Михаил Илларионович Артамонов 19 декабря 1955 года направил в Прокуратуру Советского Союза ходатайство за Гумилева, где, в частности, есть и такая фраза: «Встречая подозрительное к себе отношение, Л.Н. Гумилев нередко реагировал на него по-ребячески, показывая себя хуже, чем есть. Отличаясь острым умом и злым языком, он преследовал своих врагов насмешками, которые вызывали к нему ненависть. Обладая прекрасной памятью и обширными знаниями, Л.Н. Гумилев нередко критиковал, и притом очень остро, “маститых” ученых, что также не способствовало спокойствию его существования. <…> Особенно острым (так в тексте. –
Не считая доносов Салтанова и Пучковского, ходатайство Артамонова – самый информативный источник об отношениях аспиранта Гумилева с коллегами. Правда, в письмах Гумилев не раз вспоминает ИВАН недобрым словом, но, к сожалению, остается краток: «Воскресать что-то не хочется, особенно если вспомнишь веселую жизнь в Институте востоковедения». «Если бы обменять местами руководство лагеря и Академии наук, то заключенные сильно проиграли бы, а наука получила бы возможность для расцвета».

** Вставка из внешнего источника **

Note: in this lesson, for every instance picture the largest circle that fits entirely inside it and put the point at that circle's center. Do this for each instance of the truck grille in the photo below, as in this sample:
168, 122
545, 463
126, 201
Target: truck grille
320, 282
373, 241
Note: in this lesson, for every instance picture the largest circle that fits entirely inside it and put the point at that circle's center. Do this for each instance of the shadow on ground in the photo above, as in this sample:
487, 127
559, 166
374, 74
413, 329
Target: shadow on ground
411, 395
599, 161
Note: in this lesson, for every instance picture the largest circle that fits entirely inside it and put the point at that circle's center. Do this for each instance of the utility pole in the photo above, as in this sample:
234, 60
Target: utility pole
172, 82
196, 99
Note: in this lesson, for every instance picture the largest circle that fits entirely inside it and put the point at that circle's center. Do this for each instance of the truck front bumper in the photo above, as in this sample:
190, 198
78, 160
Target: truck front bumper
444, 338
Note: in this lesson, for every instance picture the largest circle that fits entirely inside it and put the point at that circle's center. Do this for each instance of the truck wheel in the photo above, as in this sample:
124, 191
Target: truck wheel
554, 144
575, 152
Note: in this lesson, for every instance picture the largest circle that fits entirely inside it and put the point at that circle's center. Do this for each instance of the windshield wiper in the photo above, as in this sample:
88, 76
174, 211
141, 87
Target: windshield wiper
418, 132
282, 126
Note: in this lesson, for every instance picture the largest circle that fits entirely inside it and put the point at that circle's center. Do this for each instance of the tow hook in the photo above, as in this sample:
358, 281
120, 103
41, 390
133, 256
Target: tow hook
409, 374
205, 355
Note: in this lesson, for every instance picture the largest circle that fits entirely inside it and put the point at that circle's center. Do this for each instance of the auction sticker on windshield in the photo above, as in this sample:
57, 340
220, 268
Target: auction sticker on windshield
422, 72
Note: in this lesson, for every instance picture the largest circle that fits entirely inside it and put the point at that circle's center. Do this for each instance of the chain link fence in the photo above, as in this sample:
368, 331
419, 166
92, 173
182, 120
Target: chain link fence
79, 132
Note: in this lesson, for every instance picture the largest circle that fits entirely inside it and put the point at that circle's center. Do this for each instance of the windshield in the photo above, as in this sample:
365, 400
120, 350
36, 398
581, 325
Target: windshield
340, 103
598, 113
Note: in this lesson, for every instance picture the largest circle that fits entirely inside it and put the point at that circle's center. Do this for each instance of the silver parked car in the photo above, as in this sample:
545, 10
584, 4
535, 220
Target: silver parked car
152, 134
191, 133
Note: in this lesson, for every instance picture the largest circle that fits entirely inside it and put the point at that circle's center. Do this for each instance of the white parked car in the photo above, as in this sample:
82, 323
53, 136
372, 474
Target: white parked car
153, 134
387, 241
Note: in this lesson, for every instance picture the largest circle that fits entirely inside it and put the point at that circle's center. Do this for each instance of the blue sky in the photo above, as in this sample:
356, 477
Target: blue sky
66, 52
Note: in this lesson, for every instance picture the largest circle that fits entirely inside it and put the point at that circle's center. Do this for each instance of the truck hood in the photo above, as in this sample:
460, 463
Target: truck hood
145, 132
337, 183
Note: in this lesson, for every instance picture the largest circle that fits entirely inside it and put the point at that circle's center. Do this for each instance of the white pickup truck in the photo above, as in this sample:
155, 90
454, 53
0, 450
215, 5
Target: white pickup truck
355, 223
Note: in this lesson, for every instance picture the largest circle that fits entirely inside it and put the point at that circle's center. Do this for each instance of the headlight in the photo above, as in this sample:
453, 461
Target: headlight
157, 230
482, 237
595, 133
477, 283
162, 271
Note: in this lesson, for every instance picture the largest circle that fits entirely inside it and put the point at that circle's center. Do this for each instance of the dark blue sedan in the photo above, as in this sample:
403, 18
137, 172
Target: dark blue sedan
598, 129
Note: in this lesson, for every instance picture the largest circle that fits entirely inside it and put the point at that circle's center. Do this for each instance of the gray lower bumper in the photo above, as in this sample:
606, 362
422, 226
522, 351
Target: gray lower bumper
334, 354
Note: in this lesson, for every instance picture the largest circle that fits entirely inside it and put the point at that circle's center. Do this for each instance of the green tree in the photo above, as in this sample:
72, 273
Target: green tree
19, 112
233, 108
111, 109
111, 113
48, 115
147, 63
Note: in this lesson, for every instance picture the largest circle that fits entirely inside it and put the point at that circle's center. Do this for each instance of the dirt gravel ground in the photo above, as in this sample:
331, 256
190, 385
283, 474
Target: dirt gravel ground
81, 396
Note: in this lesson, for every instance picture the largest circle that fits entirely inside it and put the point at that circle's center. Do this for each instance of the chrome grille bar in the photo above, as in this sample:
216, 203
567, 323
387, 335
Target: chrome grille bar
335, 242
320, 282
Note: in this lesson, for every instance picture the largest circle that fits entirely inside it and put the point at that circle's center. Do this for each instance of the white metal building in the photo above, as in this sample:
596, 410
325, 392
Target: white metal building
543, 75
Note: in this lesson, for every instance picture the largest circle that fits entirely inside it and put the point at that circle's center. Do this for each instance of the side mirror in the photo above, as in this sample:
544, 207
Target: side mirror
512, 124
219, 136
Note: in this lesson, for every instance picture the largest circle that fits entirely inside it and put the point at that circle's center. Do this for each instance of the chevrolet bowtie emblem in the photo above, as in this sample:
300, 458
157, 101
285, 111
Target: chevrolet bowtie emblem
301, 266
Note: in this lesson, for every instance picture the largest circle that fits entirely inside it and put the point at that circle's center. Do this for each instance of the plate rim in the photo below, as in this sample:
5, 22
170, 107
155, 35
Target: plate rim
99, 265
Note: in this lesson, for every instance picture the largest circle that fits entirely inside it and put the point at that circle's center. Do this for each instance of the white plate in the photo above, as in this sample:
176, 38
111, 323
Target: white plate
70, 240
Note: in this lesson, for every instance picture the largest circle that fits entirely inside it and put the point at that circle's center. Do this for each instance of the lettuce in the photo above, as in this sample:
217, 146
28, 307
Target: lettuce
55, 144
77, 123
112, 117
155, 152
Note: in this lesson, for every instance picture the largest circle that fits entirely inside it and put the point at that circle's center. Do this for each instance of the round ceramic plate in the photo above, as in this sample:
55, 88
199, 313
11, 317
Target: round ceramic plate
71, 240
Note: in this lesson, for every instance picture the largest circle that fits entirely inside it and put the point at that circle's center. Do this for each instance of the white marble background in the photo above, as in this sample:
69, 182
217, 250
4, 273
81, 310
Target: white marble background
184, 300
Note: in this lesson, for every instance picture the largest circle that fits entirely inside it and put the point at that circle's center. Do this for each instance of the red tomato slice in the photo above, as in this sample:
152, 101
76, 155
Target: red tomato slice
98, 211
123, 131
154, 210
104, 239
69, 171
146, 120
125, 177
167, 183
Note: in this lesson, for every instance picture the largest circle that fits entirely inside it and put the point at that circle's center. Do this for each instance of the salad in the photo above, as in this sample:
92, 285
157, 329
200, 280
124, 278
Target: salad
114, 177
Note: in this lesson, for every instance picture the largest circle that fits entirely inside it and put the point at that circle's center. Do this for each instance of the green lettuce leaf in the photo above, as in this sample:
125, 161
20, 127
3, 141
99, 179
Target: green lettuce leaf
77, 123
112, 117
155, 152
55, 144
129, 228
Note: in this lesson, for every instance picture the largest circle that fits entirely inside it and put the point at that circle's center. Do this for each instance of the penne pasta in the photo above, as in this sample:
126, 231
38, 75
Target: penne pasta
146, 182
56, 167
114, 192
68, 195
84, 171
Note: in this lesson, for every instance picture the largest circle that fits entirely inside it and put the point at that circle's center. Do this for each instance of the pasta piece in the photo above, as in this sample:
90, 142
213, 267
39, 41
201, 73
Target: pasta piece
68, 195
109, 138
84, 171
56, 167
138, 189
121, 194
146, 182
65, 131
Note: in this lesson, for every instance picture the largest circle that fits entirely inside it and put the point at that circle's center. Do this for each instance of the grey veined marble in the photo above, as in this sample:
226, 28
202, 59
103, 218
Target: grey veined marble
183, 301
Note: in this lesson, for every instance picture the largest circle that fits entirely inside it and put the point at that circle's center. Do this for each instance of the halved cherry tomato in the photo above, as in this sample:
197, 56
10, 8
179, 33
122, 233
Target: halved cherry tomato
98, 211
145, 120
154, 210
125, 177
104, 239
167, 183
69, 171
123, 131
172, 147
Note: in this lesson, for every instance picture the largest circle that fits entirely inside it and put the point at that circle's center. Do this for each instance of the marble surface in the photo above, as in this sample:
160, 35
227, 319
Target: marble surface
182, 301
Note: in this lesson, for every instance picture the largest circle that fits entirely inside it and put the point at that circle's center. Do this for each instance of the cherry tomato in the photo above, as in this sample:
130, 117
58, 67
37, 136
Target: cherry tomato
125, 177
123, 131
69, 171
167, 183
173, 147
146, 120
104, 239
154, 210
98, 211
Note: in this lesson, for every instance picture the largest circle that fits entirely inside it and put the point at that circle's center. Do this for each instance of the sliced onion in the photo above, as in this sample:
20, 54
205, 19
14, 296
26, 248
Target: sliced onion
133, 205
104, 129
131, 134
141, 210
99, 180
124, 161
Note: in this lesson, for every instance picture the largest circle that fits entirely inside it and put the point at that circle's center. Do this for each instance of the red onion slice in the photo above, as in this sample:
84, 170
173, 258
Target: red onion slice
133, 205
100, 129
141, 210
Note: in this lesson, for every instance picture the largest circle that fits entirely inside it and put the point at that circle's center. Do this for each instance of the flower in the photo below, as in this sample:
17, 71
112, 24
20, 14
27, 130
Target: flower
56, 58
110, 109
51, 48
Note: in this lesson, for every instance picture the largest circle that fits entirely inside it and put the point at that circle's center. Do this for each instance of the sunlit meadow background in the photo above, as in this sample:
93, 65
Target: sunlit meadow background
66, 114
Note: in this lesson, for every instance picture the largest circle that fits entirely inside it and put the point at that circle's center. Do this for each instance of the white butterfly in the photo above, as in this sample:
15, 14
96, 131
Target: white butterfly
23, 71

Таким образом, Гумилев оказался в ссоре и с монголоведами (Козин, Пучковский), и с тюркологами (Бернштам, Боровков).
Защита диссертации
Зима 1947–1948-го – время для Гумилева исключительно тяжелое. Когда в ноябре 1947-го его отчисляли из аспирантуры ИВАНа, он взмолился: «Ради Бога, оставьте меня до декабря, чтобы карточки получить, иначе я умру с голоду». Карточки за декабрь ему дали, так что несколько недель у него был кусок хлеба. А 15 декабря 1947 года в «Правде» появилось постановление «О проведении денежной реформы и отмене карточек на продовольственные и промышленные товары». К новому, 1948 году прилавки продуктовых магазинов уже ломились от товаров, о которых ленинградцы и думать забыли. Не было ни ажиотажа, ни очередей – у нормального человека, зарабатывавшего 500–1000 рублей в месяц, просто не оставалось денег на деликатесы, ведь дороги были даже самые простые продукты. Килограмм ржаного хлеба стоил 3 рубля, пшеничного – 4 рубля 40 копеек, килограмм гречки – 12 рублей, сахара – 15 рублей, сливочного масла – 64 рубля, подсолнечного – 30 рублей, литр молока – 3–4 рубля. Бутылка «Московской» водки (0,5 литра) – 60 рублей, бутылка «Жигулевского» пива – 7 рублей. Скромный мужской костюм стоил 450 рублей. Приличный, шерстяной – 1500 рублей.